NBA Jam is beloved among basketball fans and gamers alike. As of this writing, you can even get an NBA Jam-inspired shirt with your favorite team’s two best players on it in the team store, if it’s open. Decades later, its details and lore are still such that NBA Jam is one of the most beloved sports games of all time.

Over the years we’ve learned a few small things about the game and its making that has created an even more charming and nostalgic look at the title that came out in 1993. The ball on the game’s iconic box art, for example, was real and sold for a ton of money.

Ars Technica put together a nice video featuring NBA Jam creator Mark Turmell, which has lots of details about the game’s creation and also takes place in front of a very cool NBA Jam arcade cabinet. And in a video clip that circulated on Friday we found official confirmation of a long-rumored reality: the game was biased against the Chicago Bulls in a very specific circumstance.
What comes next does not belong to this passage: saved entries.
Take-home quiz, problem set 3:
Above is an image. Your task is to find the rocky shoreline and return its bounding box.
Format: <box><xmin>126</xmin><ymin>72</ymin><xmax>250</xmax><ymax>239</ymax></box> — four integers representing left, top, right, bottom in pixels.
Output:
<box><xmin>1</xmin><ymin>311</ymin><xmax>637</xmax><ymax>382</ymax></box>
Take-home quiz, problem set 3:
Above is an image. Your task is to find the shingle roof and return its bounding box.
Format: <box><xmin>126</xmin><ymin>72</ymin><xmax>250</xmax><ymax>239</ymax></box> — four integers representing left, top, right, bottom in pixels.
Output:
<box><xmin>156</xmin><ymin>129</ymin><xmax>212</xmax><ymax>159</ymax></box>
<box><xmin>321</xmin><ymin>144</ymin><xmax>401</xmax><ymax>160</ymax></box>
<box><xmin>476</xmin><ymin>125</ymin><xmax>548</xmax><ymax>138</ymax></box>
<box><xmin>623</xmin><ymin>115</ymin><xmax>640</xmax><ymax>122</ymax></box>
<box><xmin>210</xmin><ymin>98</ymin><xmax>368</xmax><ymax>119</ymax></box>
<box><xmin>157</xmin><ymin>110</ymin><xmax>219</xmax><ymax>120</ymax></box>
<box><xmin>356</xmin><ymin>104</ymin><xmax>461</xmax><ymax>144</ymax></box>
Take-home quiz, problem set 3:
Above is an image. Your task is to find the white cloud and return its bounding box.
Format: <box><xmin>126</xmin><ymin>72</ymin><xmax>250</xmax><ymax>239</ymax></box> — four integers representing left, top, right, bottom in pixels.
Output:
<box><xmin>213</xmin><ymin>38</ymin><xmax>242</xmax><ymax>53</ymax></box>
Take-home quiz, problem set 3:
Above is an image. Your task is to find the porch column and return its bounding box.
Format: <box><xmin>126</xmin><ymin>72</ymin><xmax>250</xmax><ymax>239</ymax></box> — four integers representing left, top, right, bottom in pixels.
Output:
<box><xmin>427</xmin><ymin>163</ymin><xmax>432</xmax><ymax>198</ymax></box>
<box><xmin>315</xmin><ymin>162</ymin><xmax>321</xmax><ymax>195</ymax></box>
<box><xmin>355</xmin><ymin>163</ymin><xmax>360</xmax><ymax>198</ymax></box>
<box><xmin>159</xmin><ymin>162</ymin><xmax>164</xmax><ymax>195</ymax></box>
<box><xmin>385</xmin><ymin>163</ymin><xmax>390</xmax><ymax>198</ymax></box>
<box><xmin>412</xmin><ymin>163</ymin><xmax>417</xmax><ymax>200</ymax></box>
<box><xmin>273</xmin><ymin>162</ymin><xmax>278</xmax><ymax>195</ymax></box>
“Being from Michigan originally I’m a big Detroit Pistons fan,” Turmell said. “Making this game in Chicago during the height of the Michael Jordan era there was a big rivalry with the Pistons and the Bulls. But the one way I could get back at the Bulls once they got over the hump was to affect their skills against the Pistons in NBA Jam.”

It wasn’t a game-breaking change, but it was very specific: If you were playing a game between the Pistons and Bulls, you were toast if you were Chicago and needed a buzzer-beater.
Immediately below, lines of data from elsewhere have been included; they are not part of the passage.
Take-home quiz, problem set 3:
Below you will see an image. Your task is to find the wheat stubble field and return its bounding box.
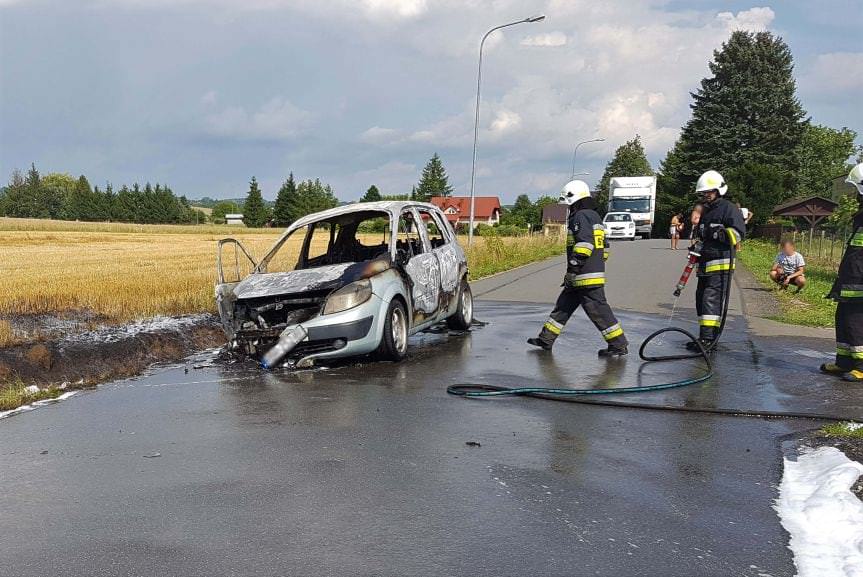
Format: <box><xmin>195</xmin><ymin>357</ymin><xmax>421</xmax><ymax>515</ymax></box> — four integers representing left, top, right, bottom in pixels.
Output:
<box><xmin>0</xmin><ymin>217</ymin><xmax>563</xmax><ymax>345</ymax></box>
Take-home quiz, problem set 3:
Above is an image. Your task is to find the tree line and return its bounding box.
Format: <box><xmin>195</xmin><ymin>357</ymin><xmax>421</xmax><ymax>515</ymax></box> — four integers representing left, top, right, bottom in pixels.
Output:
<box><xmin>595</xmin><ymin>31</ymin><xmax>861</xmax><ymax>234</ymax></box>
<box><xmin>0</xmin><ymin>164</ymin><xmax>206</xmax><ymax>224</ymax></box>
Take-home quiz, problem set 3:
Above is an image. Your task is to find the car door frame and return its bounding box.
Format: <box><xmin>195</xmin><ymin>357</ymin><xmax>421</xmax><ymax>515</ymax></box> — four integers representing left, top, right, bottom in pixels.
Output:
<box><xmin>396</xmin><ymin>206</ymin><xmax>442</xmax><ymax>330</ymax></box>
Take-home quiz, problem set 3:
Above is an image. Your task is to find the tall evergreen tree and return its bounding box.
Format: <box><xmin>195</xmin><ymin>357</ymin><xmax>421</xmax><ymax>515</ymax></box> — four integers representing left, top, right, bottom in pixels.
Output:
<box><xmin>596</xmin><ymin>135</ymin><xmax>654</xmax><ymax>212</ymax></box>
<box><xmin>243</xmin><ymin>176</ymin><xmax>270</xmax><ymax>227</ymax></box>
<box><xmin>3</xmin><ymin>168</ymin><xmax>29</xmax><ymax>217</ymax></box>
<box><xmin>273</xmin><ymin>173</ymin><xmax>298</xmax><ymax>227</ymax></box>
<box><xmin>658</xmin><ymin>30</ymin><xmax>807</xmax><ymax>229</ymax></box>
<box><xmin>360</xmin><ymin>184</ymin><xmax>382</xmax><ymax>203</ymax></box>
<box><xmin>288</xmin><ymin>179</ymin><xmax>338</xmax><ymax>222</ymax></box>
<box><xmin>66</xmin><ymin>175</ymin><xmax>93</xmax><ymax>220</ymax></box>
<box><xmin>414</xmin><ymin>153</ymin><xmax>452</xmax><ymax>202</ymax></box>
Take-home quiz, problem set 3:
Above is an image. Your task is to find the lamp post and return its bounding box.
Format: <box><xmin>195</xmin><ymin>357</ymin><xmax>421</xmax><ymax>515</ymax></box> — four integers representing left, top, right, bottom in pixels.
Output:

“So I put in special code if the Bulls taking the last-second shot against the Pistons they would miss those shots,” he said. “So if you’re ever playing the game, make sure you pick the Pistons over the Bulls.”

Again, the Bulls were plenty good in that game, so it’s not like something like this would discourage you from playing as them. But it’s a fun quirk of a beloved video game, and the official explanation confirms a theory some fans have held for a long time. It also follows a fairly common theme in a world where hyper-realism is of the upmost importance: sometimes making a game less realistic makes it a lot more fun.